E - Do que eu lembro agora é exatamente isso.


A - E essa imposição vinda de um único tirano parece combinar com o caso do garoto com tua avó. Mas quando falamos das suas ideias o retrato é de várias pessoas dizendo cada uma a sua vontade nenhuma se impôs, contudo, não havia uma ordenação adequada desses impulsos. Isso não parece mais com uma democracia?


E - Olhando bem por esse ângulo sim. Então será que o que falta em mim é na verdade uma hierarquia?


A - Mas uma como a da tirania?


E - Não, nessa o poder surgiria a todo custo. Por guerra e derramamento de sangue de todos, não com base em qualquer critério, senão no que o poder de um único impulso, de uma única pessoa, ou as verdades de uma única ideia deveriam se estabelecer.


A - E como fazer então para que essa hierarquia surja como uma boa monarquia?


E - É necessário para isso que, em primeiro lugar, vivamos segundo aquele princípio do Platão, em que justiça é que cada um faça aquilo que lhe compete fazer.
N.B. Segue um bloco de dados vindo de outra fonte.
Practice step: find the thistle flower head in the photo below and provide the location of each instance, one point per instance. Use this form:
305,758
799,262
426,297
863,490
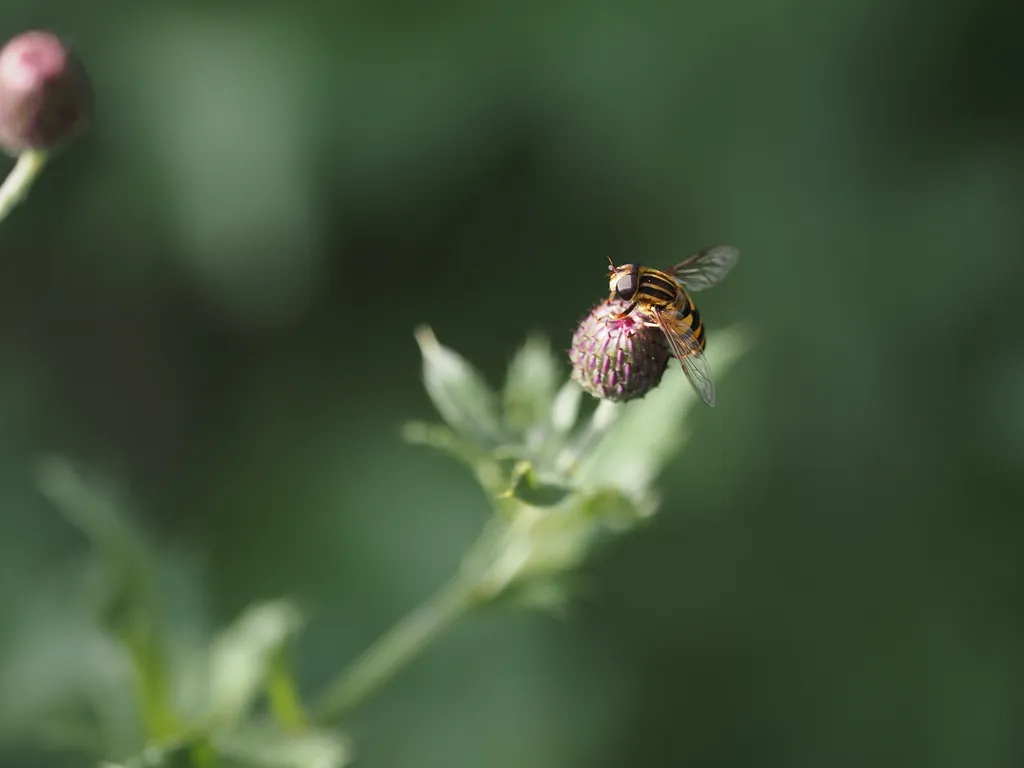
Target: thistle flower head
44,94
617,359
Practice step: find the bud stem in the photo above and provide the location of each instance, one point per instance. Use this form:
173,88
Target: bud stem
393,650
19,180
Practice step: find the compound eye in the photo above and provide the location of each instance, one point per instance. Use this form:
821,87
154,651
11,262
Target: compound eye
627,287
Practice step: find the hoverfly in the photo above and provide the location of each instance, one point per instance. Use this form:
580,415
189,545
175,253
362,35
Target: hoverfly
662,300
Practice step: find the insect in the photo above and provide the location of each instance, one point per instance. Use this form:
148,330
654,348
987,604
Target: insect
660,299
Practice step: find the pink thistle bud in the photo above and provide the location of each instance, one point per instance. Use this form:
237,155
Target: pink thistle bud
617,359
45,97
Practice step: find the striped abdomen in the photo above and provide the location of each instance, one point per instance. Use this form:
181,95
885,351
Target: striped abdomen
662,292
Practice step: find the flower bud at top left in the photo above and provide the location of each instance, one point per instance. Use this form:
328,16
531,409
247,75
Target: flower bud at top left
45,97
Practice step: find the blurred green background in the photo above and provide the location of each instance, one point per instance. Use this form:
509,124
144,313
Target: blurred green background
211,298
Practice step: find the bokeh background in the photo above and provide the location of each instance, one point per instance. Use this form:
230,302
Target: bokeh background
211,298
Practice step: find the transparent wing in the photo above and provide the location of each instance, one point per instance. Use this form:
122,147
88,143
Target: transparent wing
706,267
687,350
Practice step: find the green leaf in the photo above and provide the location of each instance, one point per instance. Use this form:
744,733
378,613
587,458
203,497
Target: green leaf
459,392
262,747
242,654
487,471
530,385
536,489
634,449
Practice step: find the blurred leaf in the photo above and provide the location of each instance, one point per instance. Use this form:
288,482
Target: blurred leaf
633,450
263,747
92,508
459,392
565,408
242,654
530,385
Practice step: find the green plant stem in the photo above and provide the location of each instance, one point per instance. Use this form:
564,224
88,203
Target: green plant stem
282,695
14,188
395,649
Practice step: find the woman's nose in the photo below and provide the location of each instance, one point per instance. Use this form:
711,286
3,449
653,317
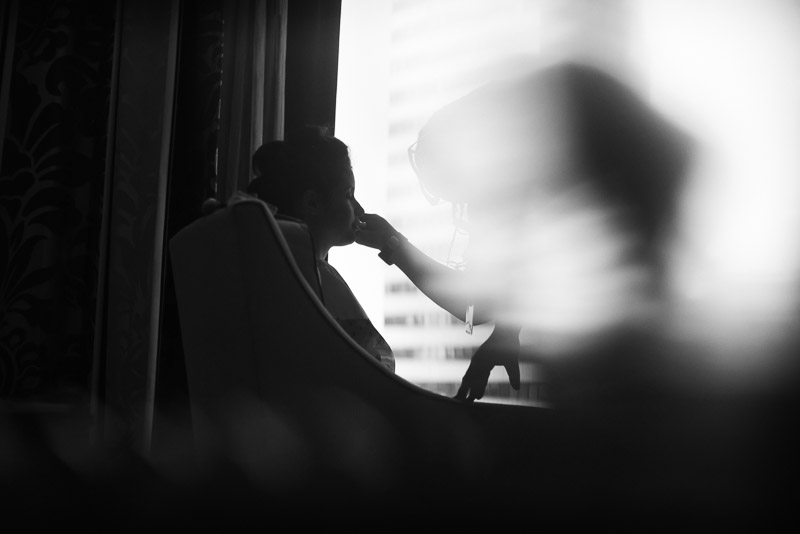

Assim sendo, cada coisa deve ser organizada em mim conforme o seu propósito, de acordo com o seu devido lugar no todo.


A - Percebe a tremenda tarefa que surge agora com a próxima pergunta?


E - Eu já vislumbrei e confesso que a preguiça já até me tentou segurar, mas vamos, prossiga: faça.


A - Então para que possa organizar cada coisa conforme a sua função, é necessário que se pergunte: O que há dentro de ti? Por que afinal, para organizar algo é necessário que se saiba a natureza daquilo com o que se opera. Assim é que não se pode organizar coisas perecíveis e imperecíveis da mesma forma, ou as frágeis e as mais resistentes e etc.


E - Certamente a resposta para isso não será totalmente dada aqui e vai levar a um próximo diálogo. Mas… acho que dentro de mim existem diversos fragmentos. Esses fragmentos são deixados aqui por causa da minha experiência com os diversos fenômenos da vida. Há vozes, cores, cheiros e imagens, há ainda previsões e lembranças, medos e alegrias, vícios e virtudes. Intenções, deveres, interesses e ódios. Mas na verdade… se eu olho bem, bem mesmo, estou vendo o mundo dentro de mim. Vejo meus pais, meus irmãos, parentes. Há locais por onde passei, há pessoas com quem me relacionei. Aqui dentro está até o meu próprio corpo. O meu pênis mesmo, esse tem ocupado realmente um amplo espaço. Vejo minhas mãos, minha barba. Sabe de uma coisa? Dentro de mim está o próprio universo.


A - Explique melhor o que você quer dizer. Parece que está pretendendo que a imagem das coisas que você tem dentro de si mesmo é o mesmo que as coisas.


E - Bem… acho que excedi já o tempo por hoje, mas amanhã é sem falta, juro… continuo o diálogo exatamente deste ponto.


A - Então até amanhã. Mas atente apenas para uma orientação: não se apavore se ainda não foi possível descobri como organizar a sua interioridade. Claro que é um pouco assustador ver o tempo passando e que não é possível esperar até estar pronto para viver. É necessário ir adiante e ler e viver porque há metas para serem cumpridas. Mas lembra que a vida é um presente e não deixe de apreciá-la, mesmo quando parecer que vai tudo mal. Sua existência não é uma equação a ser solucionada, é uma música sendo cantada, e a canção é para agradar a alma: até mesmo se for uma melodia triste.